What is the Internet of Medical Things?
According to Forbes, Internet of Things, at its core, is just the simple connecting of any device that gets turned on or off to the Internet. This includes medical equipment that has started to adapt to software-based and interconnectivity. Hence, the term Internet of Medical Things (IoMT) refers to the collection of medical devices and applications that connect to healthcare IT systems through online computer networks.
Security Vulnerability of IoTM
Without a doubt, Recent technical advances have resulted in transformations in health care delivery, which have the capacity and capability to improve patient care. Increased connectivity of medical devices to computer networks have provided numerous advantages to the medical technology field. A prime example of this is the increase in interconnectivity between medical devices and other clinical systems.

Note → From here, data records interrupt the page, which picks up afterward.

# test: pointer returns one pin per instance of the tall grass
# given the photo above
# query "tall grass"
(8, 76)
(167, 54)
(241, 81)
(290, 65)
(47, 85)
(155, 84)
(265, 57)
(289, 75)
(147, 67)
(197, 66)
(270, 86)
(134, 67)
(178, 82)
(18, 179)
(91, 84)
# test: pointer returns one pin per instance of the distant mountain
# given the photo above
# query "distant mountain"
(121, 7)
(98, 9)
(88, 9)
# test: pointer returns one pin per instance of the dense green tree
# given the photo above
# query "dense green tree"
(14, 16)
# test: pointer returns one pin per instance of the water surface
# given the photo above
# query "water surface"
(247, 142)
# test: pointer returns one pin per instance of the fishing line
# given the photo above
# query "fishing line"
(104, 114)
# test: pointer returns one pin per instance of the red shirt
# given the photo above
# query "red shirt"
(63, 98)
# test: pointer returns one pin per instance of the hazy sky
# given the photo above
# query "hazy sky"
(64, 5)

However, all devices connected to the Internet provide an unwanted opportunity to be the hotbed and prime target of hackers that aim to exploit the cybersecurity vulnerabilities of such devices, including medical equipment. This interconnectivity leaves medical devices vulnerable to security breaches in the same way other networked computing systems are vulnerable. As a result, potential cybersecurity issues with medical apparatus, unlike other networked computing devices, can directly impact health care patient’s safety and, in severe cases, can even have life-threatening repercussions. Fortunately, Health entities such as the Food and Drug Administration (FDA) enforces several initiatives to better improve the cybersecurity of biomedical devices.
In this article, we have listed several examples of connected medical devices that, if left unchecked, can lead to potentially life-threatening situations:
Examples of Vulnerable Medical Devices
Malicious Medical Device Hacks
A major cyber-attack hit healthcare infrastructures throughout the world. The main tool used by the hackers was a stolen National Security Agency (NSA) tool that left dozens of countries healthcare companies in a panic state. For instance, Britain’s public health system sent patients home and their critical healthcare applications were compromised. Security Experts found vulnerabilities on medical devices that were also exploited in the attack. They found that they could remotely alter the configuration files in a hospital’s critical equipment. For example, the CT scan radiation exposure limits that set the number of radiation patients can be altered by attackers.
Computers with Patient Records
A ransomware attack happened on England’s National Health Service (NHS), that crippled the whole healthcare operations and left confidential patient’s records open to biohackers. The incident on NHS and several other healthcare organizations were targeted by the ransomware attack. As per the investigation, this was made possible through backdoor entry of infected computers and medical devices.
Vulnerable Insulin Pumps
A well-known company Johnson & Johnson is well aware of the dangers of compromised biomedical security. Their company-owned Insulin pump was vulnerable to security attacks. Fortunately, J&J reported that they never had cases of attempted hacking attacks on the insulin pump. Nevertheless, they had issues warnings to their patients and provided advice in order to address the issue.
Flawed Medical Supply System
As part of regular security checks to ensure secured Personally identifiable information (PII), or Sensitive Personal Information (SPI), security auditors found 1,418 remotely exploitable flaws in CareFusion’s Pyxis SupplyStation medical dispensing system. 715 of those vulnerabilities in “automated supply cabinets used to dispense medical supplies” have a severity rating of high or critical. The Pyxis SupplyStation system is a “secure storage device” for medical supplies that documents supply usage and interfaces with software to bill the patient. Security experts had found that an attacker with low hacking skills would be able to exploit most of the reported vulnerabilities.
Most Hospital IT infrastructure and biomedical devices remain unprotected and ill-equipped to address longstanding cybersecurity challenges that raise both privacy and potentially fatal health concerns. Surveys performed on the healthcare industry and their IT Security procedures show that most put securing their biomedical devices as a low priority. They can get away with this since Food and Drug Administration (FDA) remain lenient with sanctions and penalties for those that violate the required healthcare regulatory frameworks about the IT biomedical security. This results in healthcare systems having difficult controlling cybersecurity in evolving and expanding medical networks particularly their medical devices.
In the healthcare setting, patient safety will always come before cybersecurity requirements. The challenge is to close the gap between the two objectives, minimizing compromise and ensuring patient safety while being responsive to the evolving cybersecurity threat environment. Medical devices are now an integral component of medical networks and therefore their security should be an integral component of cybersecurity protection. This will require increased collaboration between the medical physicists and IT professionals, as well as collaboration with leading healthcare security solutions that provide services such as secured biomedical devices, anomaly detection, and secured healthcare systems.